The Form of the Form is the title of this years Lisbon Architecture Triennale. In our interview the curator André Tavares explains the history of the Triennale, the importance of architecture to the world and why he likes the Graça terrace close to the Triennale headquarters.
"The most evident side of architecture is its visual output, thus the title ‘The Form of Form.’ Nonetheless, we know and we want everyone to have no doubt, that every form encompasses a myriad of matters that concern every aspect of our lives, from environment to labour."
André Tavares, architect and curator
1. Please describe the history and concept of the Lisbon Triennale.
The Triennale was founded in 2007 to welcome in Lisbon a lively discussion and exchange on contemporary architecture. Through its several editions the event has evolved, focusing on housing in the 2010 edition – "Let’s Talk About Houses" – curated by Delfim Sardo – and on the growing expansion of the architectural field in its 2013 edition – "Close, Closer" – curated by Béatrice Galillé. Being a moment of disciplinary exchange and debate amongst practitioners, from its inception the Triennale has gained a big deal of attention by wider audiences. Hence, its role of bridging the ongoing interests of architects with the curiosity and expectations citizens have regarding the ways architecture can affect their lives.
2. What is this year's focus of the event and what is the explanation for the title "The Form of the Form"?
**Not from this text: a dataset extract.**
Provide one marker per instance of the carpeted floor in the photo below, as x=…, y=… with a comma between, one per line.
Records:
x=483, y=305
The focus is architecture! In the past years a new generation of architects has been developing and moving forward to foster the quality of architectural design with powerful ideas and instruments. Despite this trend, architecture is being cornered by other fields of activity, from finance to fire regulations. As a result of the pervasiveness of these specialized fields our environment is increasingly designed by lawyers rather than by citizens. Our goal is to bring together an array of bright young architecture professionals and foster conversations that enhance their potential to bring back architecture as a main field of knowledge. We want to state that architecture is able to conduct our environmental design and synthetize the requests of more specialized fields of knowledge. The most evident side of architecture is its visual output, thus the title "The Form of Form." Nonetheless, we know and we want everyone to have no doubt, that every form encompasses a myriad of matters that concern every aspect of our lives, from environment to labour.
3. Please describe the developments of architecture in Lisbon and the country in the past years in terms of innovation, charisma etc.
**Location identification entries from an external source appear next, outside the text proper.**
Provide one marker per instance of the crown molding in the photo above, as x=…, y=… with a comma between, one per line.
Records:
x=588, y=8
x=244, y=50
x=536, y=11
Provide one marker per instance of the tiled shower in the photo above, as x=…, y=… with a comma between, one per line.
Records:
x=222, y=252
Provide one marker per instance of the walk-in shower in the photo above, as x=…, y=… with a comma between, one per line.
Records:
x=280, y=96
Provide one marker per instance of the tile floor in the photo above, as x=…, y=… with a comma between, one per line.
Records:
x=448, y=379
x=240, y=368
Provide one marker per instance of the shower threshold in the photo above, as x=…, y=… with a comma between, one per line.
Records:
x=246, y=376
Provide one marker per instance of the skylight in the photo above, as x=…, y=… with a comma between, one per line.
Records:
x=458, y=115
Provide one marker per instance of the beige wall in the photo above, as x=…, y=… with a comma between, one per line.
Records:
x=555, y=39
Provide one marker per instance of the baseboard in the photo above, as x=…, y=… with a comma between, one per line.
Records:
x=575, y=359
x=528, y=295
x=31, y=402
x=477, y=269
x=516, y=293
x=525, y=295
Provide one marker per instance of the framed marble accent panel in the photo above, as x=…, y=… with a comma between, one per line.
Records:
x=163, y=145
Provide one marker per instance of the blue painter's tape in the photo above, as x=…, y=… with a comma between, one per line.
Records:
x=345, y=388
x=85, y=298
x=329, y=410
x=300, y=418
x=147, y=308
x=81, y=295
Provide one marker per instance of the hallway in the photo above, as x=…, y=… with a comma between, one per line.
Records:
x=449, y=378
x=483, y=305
Portuguese architecture has reached an incredible status and output with figures as relevant as Alvaro Siza and Eduardo Souto de Moura. This immense quality has fostered a generation of talented professionals recognized throughout the world. Sadly, the European austerity policies have given a huge blow and made strong damages on many aspects of Portuguese society, and the lack of construction has forced too many young and bright minds to emigrate. Those who stayed in Portugal strive to preserve a unique architectural knowledge, but how to preserve knowledge without practice? This brings us to the paradox of the blossoming tourism in Lisbon and Porto, an escape economy found recently and that meant a possible outcome for many architects. So far, tourism is representing a survival strategy, and is allowing the preservation (and often the destruction) of city centres. But is Portugal and Portuguese architecture to be solely the vacation resort for rich European countries?
4. As an architect with your own practise: what is your approach to architecture in general? Please pick 2-3 projects that shows your philosophy.
The Malagueira housing project Álvaro Siza developed from the mid-70s until the late 90s might be the most accurate example of my own architectural interests. It is a gigantic humble and coherent area that expanded the urban qualities of Évora. Its formal qualities resonate with a cultural perception of local construction as well as dialogue with the abstract quality of modern legacy. Its construction is as simple as required to match the absurdly tight budgets of state supported housing but stands for a quality and a charisma matching the highest cultural standards. The intelligence of its design brings together the rationale of mathematics and the playfulness of kids' toys.
Another design that always stroke me are Palladio's villas. Their systematic combination of elements generates the most intriguing perspectives over the Véneto landscape. They form the landscape while they allow us to discover it differently. They subdue their aristocratic history to become unique architectural experiences, somewhere between a religious space and the most vulgar house.
Diogo wrote a book on San Cataldo cemetery, by Aldo Rossi, Melancholy and Architecture. It is a powerful reading about the success and failures of architecture.
5. Where is your favourite spot in Lisbon and why? Your favourite location abroad?
I love the Graça terrace, two steps away from the Triennale headquarters. The coldness of its beer matches the warmest sunsets, the view of the urban fabric in dialogue with the prevailing geography, exposing the never-ending narratives of lives within the city. I still have to discover my favourite location abroad.